Une étourdissante liste d'invités de marque, des visuels conceptuels toujours aussi colorés signés Jamie Hewlett, Gorillaz a vu grand pour son retour discographique. Amorcé par le chanteur de The Cure, Robert Smith, qui a été envoyé début septembre en éclaireur interstellaire dans un duo au sommet sur le single "Strange Timez" qui résonne avec cette année troublée par le coronavirus, "Song Machine" a toutefois de la peine à tenir la distance et ses promesses.
Au générique du septième album pop de ce projet originellement virtuel mis sur orbite par Hewlett et le chanteur de Blur, Damon Albarn, figurent aussi Beck, Elton John, Peter Hook (ex-bassiste de Joy Division et New Order), le défunt Tony Allen avec lequel il a formé le supergroupe The Good, The Bad and The Queen, Fatoumata Diawara qui a assuré les choeurs de son récent opéra "Le vol du Boli", Joan As Police Woman et des rappeurs comme Skepta et 6lack. Histoire de projeter un peu plus Gorillaz dans la sphère de la superproduction ambitieuse, à défaut de se révéler systématiquement passionnante.
Indéniables réussites et morceaux inoffensifs
Cette débauche d'invités vocaux ampute hélas cet album touffu et tout feu tout flamme d'une réelle cohérence esthétique. Si ce n'est pas l'effet recherché par un boulimique de musiques tel qu'Albarn, l'ensemble distillé sur les réseaux sociaux par épisode mensuel peut aisément dérouter par la variété des timbres et des ambiances où se bousculent hip-hop et voix vocodées, pop et trip-hop, électro et sonorités africaines, soul et disco, pop mélodique et saccades dub.
Cet éclectisme rythmique auquel la formation de cartoon nous a habitués en multipliant depuis vingt ans les collaborations prend cette fois la forme de dix-sept morceaux dans la version deluxe de l'album.
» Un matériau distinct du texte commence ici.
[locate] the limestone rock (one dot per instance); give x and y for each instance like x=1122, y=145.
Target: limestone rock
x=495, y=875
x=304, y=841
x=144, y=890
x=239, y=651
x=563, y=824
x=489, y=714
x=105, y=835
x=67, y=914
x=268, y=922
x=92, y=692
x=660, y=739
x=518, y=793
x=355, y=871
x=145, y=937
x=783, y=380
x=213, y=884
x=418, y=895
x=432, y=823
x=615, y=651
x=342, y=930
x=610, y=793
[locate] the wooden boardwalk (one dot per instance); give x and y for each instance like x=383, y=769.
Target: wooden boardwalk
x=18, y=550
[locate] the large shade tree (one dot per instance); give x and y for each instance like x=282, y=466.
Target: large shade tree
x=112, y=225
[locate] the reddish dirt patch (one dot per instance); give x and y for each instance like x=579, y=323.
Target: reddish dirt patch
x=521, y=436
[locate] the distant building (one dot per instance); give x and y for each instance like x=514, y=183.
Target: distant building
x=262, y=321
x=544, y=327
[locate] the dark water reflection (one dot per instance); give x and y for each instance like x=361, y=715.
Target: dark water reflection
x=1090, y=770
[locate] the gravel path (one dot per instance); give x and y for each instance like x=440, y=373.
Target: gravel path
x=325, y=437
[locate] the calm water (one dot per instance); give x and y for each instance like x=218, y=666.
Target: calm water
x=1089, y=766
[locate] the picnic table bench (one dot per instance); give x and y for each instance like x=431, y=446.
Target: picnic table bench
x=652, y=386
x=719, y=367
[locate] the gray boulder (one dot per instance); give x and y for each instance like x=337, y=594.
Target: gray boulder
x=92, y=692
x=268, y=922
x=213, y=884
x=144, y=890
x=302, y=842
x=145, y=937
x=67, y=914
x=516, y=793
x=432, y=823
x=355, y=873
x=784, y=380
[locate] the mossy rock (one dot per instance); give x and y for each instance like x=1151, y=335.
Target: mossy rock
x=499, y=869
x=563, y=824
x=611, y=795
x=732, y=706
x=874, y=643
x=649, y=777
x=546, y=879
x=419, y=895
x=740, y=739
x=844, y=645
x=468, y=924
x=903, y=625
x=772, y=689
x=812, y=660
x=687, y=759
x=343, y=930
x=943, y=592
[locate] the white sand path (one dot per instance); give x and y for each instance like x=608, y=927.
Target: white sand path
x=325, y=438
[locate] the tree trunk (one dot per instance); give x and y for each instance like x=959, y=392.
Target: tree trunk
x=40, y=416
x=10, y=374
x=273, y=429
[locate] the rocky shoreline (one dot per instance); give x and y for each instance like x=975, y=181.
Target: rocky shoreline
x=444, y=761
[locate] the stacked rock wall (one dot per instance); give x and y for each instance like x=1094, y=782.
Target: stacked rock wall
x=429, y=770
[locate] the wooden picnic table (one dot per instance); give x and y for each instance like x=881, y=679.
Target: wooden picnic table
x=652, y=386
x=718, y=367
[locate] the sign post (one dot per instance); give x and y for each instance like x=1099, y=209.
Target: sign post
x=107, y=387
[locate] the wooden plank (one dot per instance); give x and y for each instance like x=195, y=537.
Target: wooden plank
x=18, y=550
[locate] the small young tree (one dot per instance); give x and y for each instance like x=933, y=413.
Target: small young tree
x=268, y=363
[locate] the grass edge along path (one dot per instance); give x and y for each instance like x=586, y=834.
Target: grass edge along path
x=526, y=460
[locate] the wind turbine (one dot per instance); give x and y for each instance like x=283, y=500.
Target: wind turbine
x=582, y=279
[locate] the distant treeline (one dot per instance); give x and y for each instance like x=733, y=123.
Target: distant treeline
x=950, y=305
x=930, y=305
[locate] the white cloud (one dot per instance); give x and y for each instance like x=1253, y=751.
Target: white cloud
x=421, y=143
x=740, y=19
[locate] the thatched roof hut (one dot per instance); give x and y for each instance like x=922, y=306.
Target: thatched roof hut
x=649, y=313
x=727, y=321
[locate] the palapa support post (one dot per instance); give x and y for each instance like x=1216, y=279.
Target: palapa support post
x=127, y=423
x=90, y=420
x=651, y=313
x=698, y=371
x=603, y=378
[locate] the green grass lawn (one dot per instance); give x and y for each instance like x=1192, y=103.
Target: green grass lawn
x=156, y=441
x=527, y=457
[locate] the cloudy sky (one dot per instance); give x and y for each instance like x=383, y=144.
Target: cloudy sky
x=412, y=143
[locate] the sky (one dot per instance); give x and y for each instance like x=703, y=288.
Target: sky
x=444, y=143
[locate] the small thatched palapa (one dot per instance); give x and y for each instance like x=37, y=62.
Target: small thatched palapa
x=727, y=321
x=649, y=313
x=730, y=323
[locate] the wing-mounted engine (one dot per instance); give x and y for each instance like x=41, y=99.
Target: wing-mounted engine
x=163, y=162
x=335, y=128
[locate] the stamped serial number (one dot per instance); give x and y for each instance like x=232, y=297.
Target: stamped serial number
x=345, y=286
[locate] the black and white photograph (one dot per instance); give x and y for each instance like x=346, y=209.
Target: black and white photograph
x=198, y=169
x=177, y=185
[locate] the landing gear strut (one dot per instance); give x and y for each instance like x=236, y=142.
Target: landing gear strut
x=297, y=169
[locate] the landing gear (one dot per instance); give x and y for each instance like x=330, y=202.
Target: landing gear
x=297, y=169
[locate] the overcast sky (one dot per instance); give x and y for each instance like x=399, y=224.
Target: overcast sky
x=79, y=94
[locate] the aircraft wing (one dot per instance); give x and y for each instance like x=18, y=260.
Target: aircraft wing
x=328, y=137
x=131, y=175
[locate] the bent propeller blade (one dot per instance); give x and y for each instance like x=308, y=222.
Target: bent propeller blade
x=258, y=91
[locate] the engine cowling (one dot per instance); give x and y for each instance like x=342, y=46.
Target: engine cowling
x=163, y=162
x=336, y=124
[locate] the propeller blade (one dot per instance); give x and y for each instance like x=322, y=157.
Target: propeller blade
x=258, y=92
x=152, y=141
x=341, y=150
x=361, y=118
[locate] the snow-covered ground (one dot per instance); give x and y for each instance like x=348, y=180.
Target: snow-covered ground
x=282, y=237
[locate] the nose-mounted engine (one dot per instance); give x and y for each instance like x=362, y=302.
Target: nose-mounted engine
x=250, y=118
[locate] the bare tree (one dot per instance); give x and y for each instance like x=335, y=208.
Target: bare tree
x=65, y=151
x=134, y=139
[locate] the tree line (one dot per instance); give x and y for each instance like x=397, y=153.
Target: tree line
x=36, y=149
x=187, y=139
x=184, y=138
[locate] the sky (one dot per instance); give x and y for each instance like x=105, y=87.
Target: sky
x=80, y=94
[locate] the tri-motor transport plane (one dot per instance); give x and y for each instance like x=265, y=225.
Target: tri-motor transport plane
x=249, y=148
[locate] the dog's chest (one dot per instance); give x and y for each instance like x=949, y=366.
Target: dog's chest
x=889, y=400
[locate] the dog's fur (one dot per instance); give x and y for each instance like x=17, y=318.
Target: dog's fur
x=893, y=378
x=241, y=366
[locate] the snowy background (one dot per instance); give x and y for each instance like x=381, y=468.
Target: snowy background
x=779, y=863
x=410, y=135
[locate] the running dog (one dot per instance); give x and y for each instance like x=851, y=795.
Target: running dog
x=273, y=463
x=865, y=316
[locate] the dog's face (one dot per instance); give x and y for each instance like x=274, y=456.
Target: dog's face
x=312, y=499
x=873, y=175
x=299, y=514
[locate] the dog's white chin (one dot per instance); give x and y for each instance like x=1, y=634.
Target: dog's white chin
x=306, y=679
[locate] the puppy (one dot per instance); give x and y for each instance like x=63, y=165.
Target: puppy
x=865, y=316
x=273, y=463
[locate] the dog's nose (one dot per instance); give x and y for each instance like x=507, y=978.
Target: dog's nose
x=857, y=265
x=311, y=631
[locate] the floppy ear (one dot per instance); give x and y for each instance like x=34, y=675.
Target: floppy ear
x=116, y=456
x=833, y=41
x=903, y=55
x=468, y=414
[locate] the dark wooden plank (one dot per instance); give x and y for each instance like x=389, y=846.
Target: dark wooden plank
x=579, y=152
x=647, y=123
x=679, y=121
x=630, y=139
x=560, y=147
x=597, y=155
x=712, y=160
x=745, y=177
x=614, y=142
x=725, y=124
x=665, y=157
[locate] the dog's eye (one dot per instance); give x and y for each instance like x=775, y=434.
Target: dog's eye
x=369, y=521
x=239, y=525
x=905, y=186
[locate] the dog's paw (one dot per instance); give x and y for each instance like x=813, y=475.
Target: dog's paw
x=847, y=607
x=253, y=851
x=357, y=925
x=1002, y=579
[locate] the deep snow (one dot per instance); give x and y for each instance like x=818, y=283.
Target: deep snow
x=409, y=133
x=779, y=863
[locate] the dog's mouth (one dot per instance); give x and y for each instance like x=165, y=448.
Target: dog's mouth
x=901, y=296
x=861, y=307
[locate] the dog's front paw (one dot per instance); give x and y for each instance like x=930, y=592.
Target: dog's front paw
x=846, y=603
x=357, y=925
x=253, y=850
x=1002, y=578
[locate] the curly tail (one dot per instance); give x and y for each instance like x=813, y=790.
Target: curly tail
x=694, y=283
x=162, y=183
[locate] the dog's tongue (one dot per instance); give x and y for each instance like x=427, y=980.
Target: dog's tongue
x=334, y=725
Si d'indéniables réussites apparaissent ça et là (de l'inaugural "Strange Timez" à "The Pink Phantom" avec sir Elton et 6lack via le funky "The Valley of the Pagans" avec Beck, "The Lost Chord" avec Lee John, "Désolé" avec Fatoumata Diawara et "Chalk Tablet Tower" avec St. Vincent), le reste du répertoire ronronne quelque peu malgré les hybridations stylistiques et les productions léchées. Les morceaux atmosphériques et les velléités plus hip-hop de Gorillaz ne parviennent ainsi pas à captiver et font au mieux figure d'inoffensif tapis sonore.
Olivier Horner
Gorillaz, "Song Machine, Season One: Strange Timez" (Parlophone).